In the spring of 1986, two females had litters, both sired by a single male, bringing the global population of black-footed ferrets to a little over a dozen animals. Biggins spoke with the scientist who had directed the earlier Patuxent captive breeding effort. He told Biggins that while their initial program had failed, it was because they were working with older, weaker animals. “We had young vigorous animals,” Biggins said. “They didn’t have that.”

But the researchers were convinced that a captive breeding program was the animals’ best bet. They gathered up the remaining ferrets and sent them to Patuxent.
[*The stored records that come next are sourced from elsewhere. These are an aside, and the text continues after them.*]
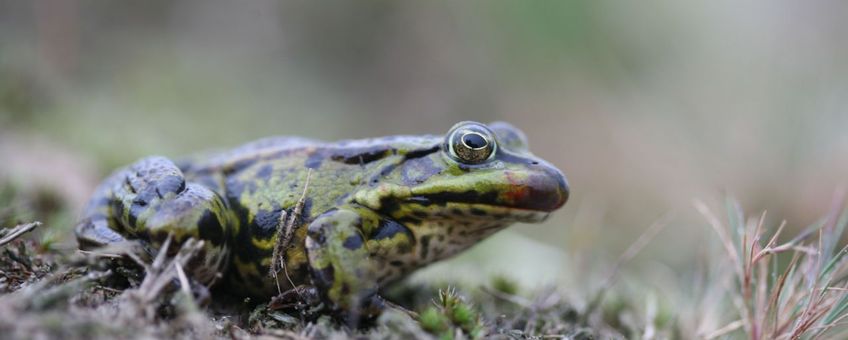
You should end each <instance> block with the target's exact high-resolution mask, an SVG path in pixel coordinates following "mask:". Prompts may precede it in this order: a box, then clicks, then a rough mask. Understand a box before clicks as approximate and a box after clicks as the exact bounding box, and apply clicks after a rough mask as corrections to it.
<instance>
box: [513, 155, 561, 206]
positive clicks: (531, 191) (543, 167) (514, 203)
mask: <svg viewBox="0 0 848 340" xmlns="http://www.w3.org/2000/svg"><path fill="white" fill-rule="evenodd" d="M522 182H524V183H521V185H520V187H521V189H522V190H521V194H519V195H513V196H512V199H513V202H512V205H513V206H514V207H516V208H520V209H529V210H537V211H547V212H551V211H554V210H557V209H559V208H560V207H562V206H563V205H564V204H565V202H566V201H568V195H569V188H568V180H566V179H565V175H563V174H562V172H560V171H559V170H557V169H556V168H554V167H548V166H542V165H536V166H535V169H533V171H531V172H530V174H529V176H528V177H527V178H526V179H525V180H524V181H522Z"/></svg>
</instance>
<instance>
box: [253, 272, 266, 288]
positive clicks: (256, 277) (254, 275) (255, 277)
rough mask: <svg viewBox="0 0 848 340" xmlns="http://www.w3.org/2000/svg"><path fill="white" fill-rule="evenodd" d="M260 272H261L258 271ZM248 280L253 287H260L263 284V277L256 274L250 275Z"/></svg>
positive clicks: (263, 279) (263, 282)
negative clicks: (250, 283) (252, 285)
mask: <svg viewBox="0 0 848 340" xmlns="http://www.w3.org/2000/svg"><path fill="white" fill-rule="evenodd" d="M260 273H262V272H260ZM250 282H251V284H253V286H255V287H262V286H264V285H265V278H263V277H261V276H257V275H250Z"/></svg>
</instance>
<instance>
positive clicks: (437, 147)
mask: <svg viewBox="0 0 848 340" xmlns="http://www.w3.org/2000/svg"><path fill="white" fill-rule="evenodd" d="M441 150H442V147H441V145H436V146H433V147H430V148H426V149H418V150H412V151H410V152H407V153H406V156H405V158H406V159H415V158H421V157H424V156H427V155H429V154H431V153H434V152H439V151H441Z"/></svg>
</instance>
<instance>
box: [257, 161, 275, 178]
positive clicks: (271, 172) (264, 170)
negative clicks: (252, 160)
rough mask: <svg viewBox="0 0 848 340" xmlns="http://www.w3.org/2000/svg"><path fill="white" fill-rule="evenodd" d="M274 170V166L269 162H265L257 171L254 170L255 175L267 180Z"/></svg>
mask: <svg viewBox="0 0 848 340" xmlns="http://www.w3.org/2000/svg"><path fill="white" fill-rule="evenodd" d="M273 172H274V167H273V166H271V164H265V165H263V166H262V167H261V168H259V171H257V172H256V177H257V178H258V179H262V180H268V179H270V178H271V174H272V173H273Z"/></svg>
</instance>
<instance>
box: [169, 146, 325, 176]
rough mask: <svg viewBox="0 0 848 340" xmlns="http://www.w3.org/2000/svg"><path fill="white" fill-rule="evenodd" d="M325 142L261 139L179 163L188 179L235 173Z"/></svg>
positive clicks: (191, 157)
mask: <svg viewBox="0 0 848 340" xmlns="http://www.w3.org/2000/svg"><path fill="white" fill-rule="evenodd" d="M322 144H324V142H322V141H320V140H316V139H309V138H302V137H290V136H276V137H267V138H263V139H259V140H256V141H253V142H249V143H247V144H244V145H241V146H238V147H236V148H233V149H229V150H224V151H221V150H218V151H211V152H205V153H199V154H195V155H192V156H189V157H186V158H184V159H182V160H180V161H178V162H177V163H178V165H179V167H180V169H181V170H182V171H183V172H185V173H186V174H187V175H205V174H210V173H214V172H226V171H232V169H235V168H238V167H239V166H240V165H242V166H243V165H244V164H246V163H251V162H254V161H256V160H259V159H263V158H269V157H275V156H276V157H281V155H282V154H285V153H288V152H295V151H297V150H299V149H303V148H308V147H315V146H318V145H322Z"/></svg>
And it didn’t go well. None of the ferrets would breed in the first year. The recovery team was worried because the population was all interrelated — “genetically depauperate,” in the jargon.

But the ferrets began to reproduce in captivity. Eventually the population was large enough to reintroduce them back into the wild.

And that didn’t go very well, either. “With the first reintroductions, we had very high mortality rates,” Biggins said. “We were criticized by environmentalists and animal rights groups who said we were dumping ferrets without any hope of success.”

Many ranchers opposed the reintroductions, too. They don’t have anything against ferrets, per se, but they don’t like prairie dogs. A large population of prairie dogs is needed to support even a small population of ferrets.

But the reintroductions continued in spite of the opposition: In Wyoming’s vast and virtually unpopulated Shirley Basin; In the 43,000 Wolf Creek Management Area in Colorado  southeast of Dinosaur National Monument; and in Colorado Coyote Basin west of Rangely on the Colorado-Utah border.

The last wild ferret in Colorado prior to the 2001 reintroductions was seen in 1946. Now, according to the Division of Wildlife, there are 126 of them in the reintroduction areas.

Despite an almost unbroken string of setbacks, the black-footed ferret appears to be on its way to recovery. In a brief paper in this week’s Science, three Wyoming biologists — Martin Grenier, David McDonald and Steve Buskirk — wrote that the patience with the disappointments have paid off.

The first reintroduced population of the most endangered mammal species in North America, the black-footed ferret, is recovering rapidly in the Shirley Basin of Wyoming after a lag that seemed to portend population extinction.

The ferrets were reintroduced into the Shirley Basin in 1991. About  100 were released in 1992. As the continuing theme of this story suggests, the population immediately crashed to the point that the scientists rarely even checked to see if there were any animals out there between 1997 and 2000.

Now, however, there are at least 200 individuals, and the population has increased by 35 percent a year between 2003 and 2006. The researchers found, “The species potential for rapid population growth seems to contradict the slow life history strategy common to endangered species: low fecundity, high longevity and high age at first reproduction.” Survival in the first year of life is critical to ferrets. With most endangered species, emphasis is given to later adult survival.

Well, so what? It’s just a weasel, right? Rare, and cute, but still a weasel. You’ll probably never even see one.

But the black-footed ferret offers a case study in the effectiveness of the much-maligned Endangered Species Act. The ferret recovery story reads like the Book of Job, with one disaster following another. But the scientists involved slowly accumulated information, made mistakes, learned from them, righted the ship, then took the tentative steps necessary to promote the animal’s long-term survival. This was possible because of the protection offered by the ESA.

The ESA expired in 1992, although it has been funded each year since then. But Congress has not gathered the political will to reauthorize it.

As Peter Gober, a South Dakota field supervisor for the U.S. Fish and Wildlife Service and a leader of ferret recovery in that state, said:

“There is a balance of nature, but it is a balance of nature across continents and centuries, not across the term of a congressman.”